Sezai Karakoç'un gözünden Said Nursi ve Risale-i Nur

Sezai Karakoç'un gözünden Said Nursi ve Risale-i Nur

Sezai Karakoç, eserlerinde Bediüzzaman Said Nursi ve Risale-i Nur hakkında görüşlere yer vermişti

Edebiyat ve düşünce hayatını "Diriliş Nesli" dediği yeni bir gençliğin yetişmesine adayan şair, yazar ve fikir adamı Sezai Karakoç'u vefat yıldönümünde rahmetle anıyoruz.

Tam adı Ahmet Sezai Karakoç olan mütefekkir şair 22 Ocak 1933'te Diyarbakır Ergani'de dünyaya geldi. 16 Kasım 2021'de İstanbul'daki evinde, kendi ifadesiyle "dünya sürgünü"nü tamamladı, Hakkın rahmetine kavuştu.

Eserlerinde Bediüzzaman Said Nursi ve Risale-i Nur hakkında olumlu görüşlere yer veren Karakoç, Said Nursi'nin memleketi kurtaracak iki kişiden biri olduğunu söylemişti.

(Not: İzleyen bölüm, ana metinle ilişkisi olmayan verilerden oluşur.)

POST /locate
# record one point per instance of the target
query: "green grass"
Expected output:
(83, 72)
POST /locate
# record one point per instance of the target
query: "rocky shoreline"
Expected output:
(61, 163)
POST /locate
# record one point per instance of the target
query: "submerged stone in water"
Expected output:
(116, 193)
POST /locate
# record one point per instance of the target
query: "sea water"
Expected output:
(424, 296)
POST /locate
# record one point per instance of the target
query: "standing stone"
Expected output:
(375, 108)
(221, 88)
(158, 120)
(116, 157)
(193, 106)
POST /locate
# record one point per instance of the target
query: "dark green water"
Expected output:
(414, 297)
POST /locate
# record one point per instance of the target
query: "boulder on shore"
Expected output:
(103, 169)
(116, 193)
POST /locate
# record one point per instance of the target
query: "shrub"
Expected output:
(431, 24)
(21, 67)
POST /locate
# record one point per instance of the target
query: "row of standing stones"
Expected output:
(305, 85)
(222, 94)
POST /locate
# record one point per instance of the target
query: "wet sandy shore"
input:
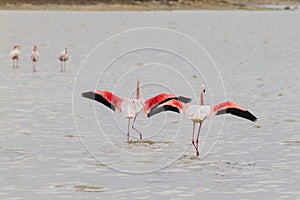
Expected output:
(148, 5)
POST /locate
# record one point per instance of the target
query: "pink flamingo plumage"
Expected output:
(34, 57)
(63, 58)
(131, 107)
(15, 54)
(198, 113)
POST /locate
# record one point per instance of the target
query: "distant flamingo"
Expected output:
(15, 54)
(198, 113)
(34, 57)
(131, 107)
(63, 57)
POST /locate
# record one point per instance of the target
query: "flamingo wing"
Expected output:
(229, 107)
(154, 102)
(105, 97)
(172, 105)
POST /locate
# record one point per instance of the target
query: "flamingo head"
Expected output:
(203, 88)
(17, 46)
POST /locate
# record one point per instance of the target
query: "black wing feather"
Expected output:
(238, 112)
(99, 98)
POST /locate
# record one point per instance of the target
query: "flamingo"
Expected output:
(131, 107)
(34, 57)
(15, 54)
(198, 113)
(63, 57)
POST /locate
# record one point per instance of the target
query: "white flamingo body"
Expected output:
(35, 56)
(63, 58)
(131, 108)
(15, 54)
(198, 113)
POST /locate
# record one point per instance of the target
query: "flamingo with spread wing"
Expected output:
(131, 107)
(198, 113)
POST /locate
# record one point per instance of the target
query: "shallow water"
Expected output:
(56, 145)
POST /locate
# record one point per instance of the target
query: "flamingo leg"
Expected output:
(135, 128)
(197, 139)
(33, 68)
(128, 130)
(193, 142)
(61, 66)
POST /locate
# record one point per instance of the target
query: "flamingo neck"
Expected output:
(201, 98)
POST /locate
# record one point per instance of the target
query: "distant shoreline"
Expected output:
(148, 5)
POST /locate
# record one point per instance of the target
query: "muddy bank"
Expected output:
(142, 4)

SEZAİ KARAKOÇ’UN HATIRALARINDA BEDİÜZZAMAN SAİD NURSİ

Sezai Karakoç'un 1988–1992 yılları arasında çıkan haftalık Diriliş Dergisinde yayınlanan Bediüzzaman ile ilgili bazı değerlendirmeler şöyle:

"Bediüzzaman, kabına sığmayan bir zekâ, eşsiz bir hafıza, güçlü bir irade sahibi, çocukluk ve gençliğinde öğrenme merakıyla medreseleri dolaşmış, kendisine hocaların güç yetiremediği bir alim, cesur, ömrünü İslam için vermiş, feda etmiş bir mücahittir. Tüm İslami eserlerin ortadan kaldırıldığı bir devirde, bir nevi Kur’an tefsiri olarak Risale-i Nur külliyatını son derece ağır şartlar altında telif etmiş ve bunu sürgün olduğu kasaba ve şehirlerde çevresine gizli gizli yaymaya çalışmış, ümitsizlere ümit vermiş, bu sebeple hapislere düşmüş, mahkemelerde sürünmüş bir inanç ve ideal kahramanıdır.

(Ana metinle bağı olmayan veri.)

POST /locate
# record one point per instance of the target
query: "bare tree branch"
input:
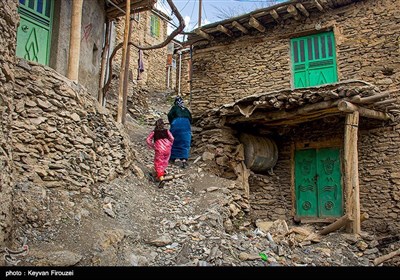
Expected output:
(177, 31)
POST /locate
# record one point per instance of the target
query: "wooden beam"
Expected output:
(204, 34)
(351, 179)
(256, 24)
(341, 222)
(225, 30)
(347, 107)
(240, 27)
(390, 101)
(104, 58)
(318, 5)
(275, 15)
(386, 257)
(120, 115)
(126, 77)
(75, 41)
(293, 11)
(316, 110)
(302, 9)
(370, 99)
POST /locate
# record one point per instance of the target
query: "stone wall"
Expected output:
(369, 51)
(155, 74)
(8, 26)
(93, 19)
(61, 136)
(228, 70)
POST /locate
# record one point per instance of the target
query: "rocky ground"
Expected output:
(132, 222)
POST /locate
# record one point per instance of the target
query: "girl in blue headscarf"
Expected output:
(180, 120)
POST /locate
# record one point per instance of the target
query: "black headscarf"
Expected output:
(159, 131)
(179, 101)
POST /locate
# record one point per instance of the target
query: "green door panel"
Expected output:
(306, 190)
(34, 30)
(32, 42)
(314, 60)
(329, 183)
(318, 185)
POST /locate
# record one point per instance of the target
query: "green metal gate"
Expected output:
(314, 60)
(34, 30)
(318, 185)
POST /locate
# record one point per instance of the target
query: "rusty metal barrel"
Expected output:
(260, 153)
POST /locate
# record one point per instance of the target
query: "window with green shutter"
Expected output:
(154, 26)
(34, 30)
(314, 60)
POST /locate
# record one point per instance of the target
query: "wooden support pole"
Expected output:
(293, 11)
(126, 74)
(348, 107)
(120, 115)
(75, 41)
(104, 58)
(385, 102)
(225, 30)
(302, 9)
(275, 15)
(351, 179)
(240, 27)
(341, 222)
(204, 34)
(318, 5)
(256, 24)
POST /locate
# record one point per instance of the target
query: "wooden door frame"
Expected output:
(302, 145)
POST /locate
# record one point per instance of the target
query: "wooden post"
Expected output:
(104, 58)
(240, 27)
(204, 34)
(348, 107)
(225, 30)
(256, 24)
(351, 180)
(75, 41)
(126, 77)
(120, 115)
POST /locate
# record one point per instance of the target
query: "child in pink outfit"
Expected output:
(160, 139)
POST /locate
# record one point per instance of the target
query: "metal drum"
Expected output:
(260, 153)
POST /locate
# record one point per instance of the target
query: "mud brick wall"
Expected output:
(8, 26)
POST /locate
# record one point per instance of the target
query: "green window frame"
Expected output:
(314, 60)
(35, 30)
(154, 26)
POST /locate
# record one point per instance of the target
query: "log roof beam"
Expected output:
(302, 9)
(240, 27)
(253, 22)
(204, 34)
(293, 12)
(225, 30)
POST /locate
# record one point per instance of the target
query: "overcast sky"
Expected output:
(212, 10)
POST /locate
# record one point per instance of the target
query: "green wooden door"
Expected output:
(318, 183)
(314, 60)
(34, 30)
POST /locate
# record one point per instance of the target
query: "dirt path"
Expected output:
(131, 222)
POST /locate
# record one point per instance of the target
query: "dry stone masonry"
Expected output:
(228, 69)
(8, 24)
(61, 136)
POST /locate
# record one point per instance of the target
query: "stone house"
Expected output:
(305, 94)
(148, 28)
(54, 135)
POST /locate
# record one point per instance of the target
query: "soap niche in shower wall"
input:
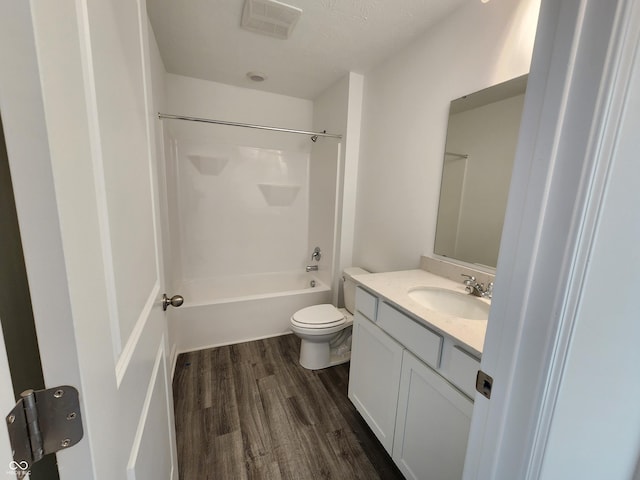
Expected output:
(279, 195)
(209, 165)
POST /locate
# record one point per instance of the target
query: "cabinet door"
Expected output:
(432, 425)
(374, 378)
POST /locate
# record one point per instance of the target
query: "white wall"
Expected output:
(227, 223)
(334, 166)
(406, 102)
(327, 157)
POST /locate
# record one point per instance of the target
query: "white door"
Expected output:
(6, 404)
(94, 80)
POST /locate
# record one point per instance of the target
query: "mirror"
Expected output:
(482, 135)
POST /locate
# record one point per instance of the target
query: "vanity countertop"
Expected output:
(394, 286)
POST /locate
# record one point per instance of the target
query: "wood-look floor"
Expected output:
(250, 411)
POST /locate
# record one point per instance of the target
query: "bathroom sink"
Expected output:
(449, 302)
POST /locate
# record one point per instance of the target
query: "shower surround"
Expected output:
(240, 215)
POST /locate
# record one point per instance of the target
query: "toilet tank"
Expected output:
(350, 287)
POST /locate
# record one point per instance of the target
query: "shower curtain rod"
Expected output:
(459, 155)
(247, 125)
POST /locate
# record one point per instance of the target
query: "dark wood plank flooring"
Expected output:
(250, 411)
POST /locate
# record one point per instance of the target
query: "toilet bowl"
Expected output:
(324, 330)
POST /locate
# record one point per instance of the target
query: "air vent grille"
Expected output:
(270, 17)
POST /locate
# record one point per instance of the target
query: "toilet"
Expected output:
(324, 330)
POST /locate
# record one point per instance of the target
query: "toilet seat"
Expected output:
(318, 317)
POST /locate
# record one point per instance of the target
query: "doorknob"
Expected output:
(174, 301)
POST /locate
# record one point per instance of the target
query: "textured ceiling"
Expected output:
(203, 39)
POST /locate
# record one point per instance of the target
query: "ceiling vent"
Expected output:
(270, 17)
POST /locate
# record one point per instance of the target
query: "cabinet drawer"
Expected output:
(366, 303)
(462, 370)
(424, 343)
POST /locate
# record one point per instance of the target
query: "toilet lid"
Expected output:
(319, 316)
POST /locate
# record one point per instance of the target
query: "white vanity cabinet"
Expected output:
(412, 386)
(374, 377)
(432, 424)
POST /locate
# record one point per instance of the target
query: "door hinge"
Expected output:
(484, 383)
(43, 422)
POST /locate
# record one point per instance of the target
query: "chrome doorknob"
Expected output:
(174, 301)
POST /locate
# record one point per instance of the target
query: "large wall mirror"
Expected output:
(481, 142)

BİZE NURCU ADINI GAZETECİLER TAKTI

Bediüzzaman, bir mahkemedeki ifadesinde, “bize nurcu adını gazeteciler taktı. Ve bunda ısrar ettiler. Madem öyle, bundan vazgeçmiyorlar, biz de, nur kötü bir şey değil diyerek kabul ettik” demiştir.

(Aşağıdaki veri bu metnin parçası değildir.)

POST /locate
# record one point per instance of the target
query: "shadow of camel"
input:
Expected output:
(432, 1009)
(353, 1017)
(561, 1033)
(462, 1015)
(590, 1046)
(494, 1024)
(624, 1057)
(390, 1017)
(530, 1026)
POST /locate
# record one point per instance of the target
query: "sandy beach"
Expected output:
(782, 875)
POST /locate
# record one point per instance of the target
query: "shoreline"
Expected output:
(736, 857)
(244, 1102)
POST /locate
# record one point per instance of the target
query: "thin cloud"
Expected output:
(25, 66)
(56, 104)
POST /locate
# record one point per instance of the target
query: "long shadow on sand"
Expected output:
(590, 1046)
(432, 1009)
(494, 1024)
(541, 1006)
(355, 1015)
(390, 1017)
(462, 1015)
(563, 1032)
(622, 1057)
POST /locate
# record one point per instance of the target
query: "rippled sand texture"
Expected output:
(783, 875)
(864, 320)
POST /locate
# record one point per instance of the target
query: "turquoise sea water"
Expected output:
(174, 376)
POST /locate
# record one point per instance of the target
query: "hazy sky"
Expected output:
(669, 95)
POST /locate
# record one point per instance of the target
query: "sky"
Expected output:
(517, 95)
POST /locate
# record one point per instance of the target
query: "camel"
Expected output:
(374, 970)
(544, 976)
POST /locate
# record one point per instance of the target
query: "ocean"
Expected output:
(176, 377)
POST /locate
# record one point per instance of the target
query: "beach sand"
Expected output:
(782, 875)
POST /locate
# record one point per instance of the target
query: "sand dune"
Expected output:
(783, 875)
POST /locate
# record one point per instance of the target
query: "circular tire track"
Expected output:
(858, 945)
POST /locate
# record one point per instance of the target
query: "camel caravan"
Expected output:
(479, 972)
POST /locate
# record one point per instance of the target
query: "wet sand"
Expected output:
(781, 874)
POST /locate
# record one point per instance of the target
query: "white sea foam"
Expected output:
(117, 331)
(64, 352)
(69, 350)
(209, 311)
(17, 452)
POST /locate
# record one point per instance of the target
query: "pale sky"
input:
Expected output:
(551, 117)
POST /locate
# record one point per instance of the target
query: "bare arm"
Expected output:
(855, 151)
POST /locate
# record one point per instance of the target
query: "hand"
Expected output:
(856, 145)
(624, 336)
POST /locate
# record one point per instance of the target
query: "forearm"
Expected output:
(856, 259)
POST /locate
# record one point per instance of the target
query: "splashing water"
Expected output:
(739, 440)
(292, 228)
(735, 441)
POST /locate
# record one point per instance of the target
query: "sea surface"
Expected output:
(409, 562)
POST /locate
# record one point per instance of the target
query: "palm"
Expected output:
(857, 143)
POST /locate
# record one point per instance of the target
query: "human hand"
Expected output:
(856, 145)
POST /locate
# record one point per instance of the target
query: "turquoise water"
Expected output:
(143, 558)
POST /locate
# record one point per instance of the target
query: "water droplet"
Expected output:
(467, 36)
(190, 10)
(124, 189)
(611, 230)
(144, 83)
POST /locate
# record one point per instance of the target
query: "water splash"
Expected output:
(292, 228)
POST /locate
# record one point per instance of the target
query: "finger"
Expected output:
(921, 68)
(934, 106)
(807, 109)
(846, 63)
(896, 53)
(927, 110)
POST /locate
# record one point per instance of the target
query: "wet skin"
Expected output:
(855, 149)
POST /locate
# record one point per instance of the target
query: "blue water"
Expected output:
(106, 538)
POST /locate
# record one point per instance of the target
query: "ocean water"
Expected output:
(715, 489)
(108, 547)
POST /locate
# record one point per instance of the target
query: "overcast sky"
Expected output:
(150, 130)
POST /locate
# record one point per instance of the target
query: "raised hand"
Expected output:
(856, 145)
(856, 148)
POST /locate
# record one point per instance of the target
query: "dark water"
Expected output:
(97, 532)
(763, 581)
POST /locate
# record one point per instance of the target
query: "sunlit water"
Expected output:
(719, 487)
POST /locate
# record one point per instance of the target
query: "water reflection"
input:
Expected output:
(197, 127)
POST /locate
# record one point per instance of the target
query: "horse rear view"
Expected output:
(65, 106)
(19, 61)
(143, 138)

Bediüzzaman’ı sözde büyütmek için nerdeyse tüm İslam büyüklerini silip onu onların üzerine çıkarmak, giderek onu adeta İslam’dan koparıp yeni bir yol icat etmiş biri gibi sunmak, hem İslam’a, hem Bediüzzaman’a büyük bir haksızlıktır. Devri icabı, “İslam” diyemediği için “nur” demiştir. Nur, İslamdır. Bediüzzaman sağken, Risale-i Nur vasıtasıyla İslam’a dönenlere “talebe” deniyordu. Bunlar, birkaç bin kişiydi. Yer yer Risale-i Nur’da daha fazla bir sayıya rastlanırsa, bunun sebebi Müslümanları manen kendi talebesi saymasıdır Bediüzzaman’ın. Bu da yanlış bir zehap değildir. Risale-i Nur’u okuyanalar, tevhid inançlarını güçlendirecek bir fayda görmüşlerdir. İslamın birçok konusunu güçlü kanıtlarla insana kabul ettirecek bir eserdir Risale-i Nur.

Öteki dünya, namaz ve oruç konusunda ve daha birçok konuda birçok İslami bilgi ve düşünceyi havi bir külliyattır.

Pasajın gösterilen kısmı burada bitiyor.